Important: Please open an issue in the issue tracker and get your proposed changes pre-approved by at least one of the project maintainers before you start coding. Nothing is more frustrating than seeing your hard work go to waste because your vision does not align with that of the project maintainers.

Create a branch for your changes

If you decide to fix something, create a feature branch and start hacking.

Note: We use git flow and our most recent changes live on the develop branch.

$ git checkout -b my-feature-branch -t origin/develop

Formatting code

We use [.editorconfig][] to configure our editors for proper code formatting. If you don't use a tool that supports editorconfig, be sure to configure your editor to use the settings equivalent to our .editorconfig file.

Commit your changes

Make sure git knows your name and email address:

$ git config --global user.name "J. Random User"
$ git config --global user.email "[email protected]"
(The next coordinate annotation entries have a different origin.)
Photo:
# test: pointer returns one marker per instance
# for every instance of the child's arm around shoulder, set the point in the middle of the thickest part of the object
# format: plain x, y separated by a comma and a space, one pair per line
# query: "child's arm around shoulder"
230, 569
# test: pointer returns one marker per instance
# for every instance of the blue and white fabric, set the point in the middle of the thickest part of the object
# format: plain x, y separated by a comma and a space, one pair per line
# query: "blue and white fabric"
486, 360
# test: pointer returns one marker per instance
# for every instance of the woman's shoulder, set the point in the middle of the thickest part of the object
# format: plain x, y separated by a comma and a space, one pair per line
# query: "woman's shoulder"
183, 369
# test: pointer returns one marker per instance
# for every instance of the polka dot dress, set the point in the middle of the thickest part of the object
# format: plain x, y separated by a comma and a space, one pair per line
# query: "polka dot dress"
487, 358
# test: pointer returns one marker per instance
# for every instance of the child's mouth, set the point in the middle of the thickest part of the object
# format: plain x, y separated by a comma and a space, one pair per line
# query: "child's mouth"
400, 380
Writing good commit logs is important. A commit log should describe what changed and why. Follow these guidelines when writing one:

  1. The first line should be 50 characters or less and contain a short description of the change including the issue number prefixed by a hash (#).
  2. Keep the second line blank.
  3. Wrap all other lines at 72 columns.

Example of a good commit log:

Fixing Issue #123: make the whatchamajigger work in MarkLogic 9

Body of commit message is a few lines of text, explaining things
in more detail, possibly giving some background about the issue
being fixed, etc.

The body of the commit message can be several paragraphs, and
please do proper word-wrap and keep columns shorter than about
72 characters or so. That way `git log` will show things
nicely even when it is indented.

The header line should be meaningful; it is what other people see when they run git shortlog or git log --oneline.

Rebase your repo

Use git rebase (not git merge) to sync your work from time to time.

$ git fetch upstream
$ git rebase upstream/develop

Test your code

See the sections above on how to test changes to the Data Hub library and/or to the Data Hub Gradle plugin.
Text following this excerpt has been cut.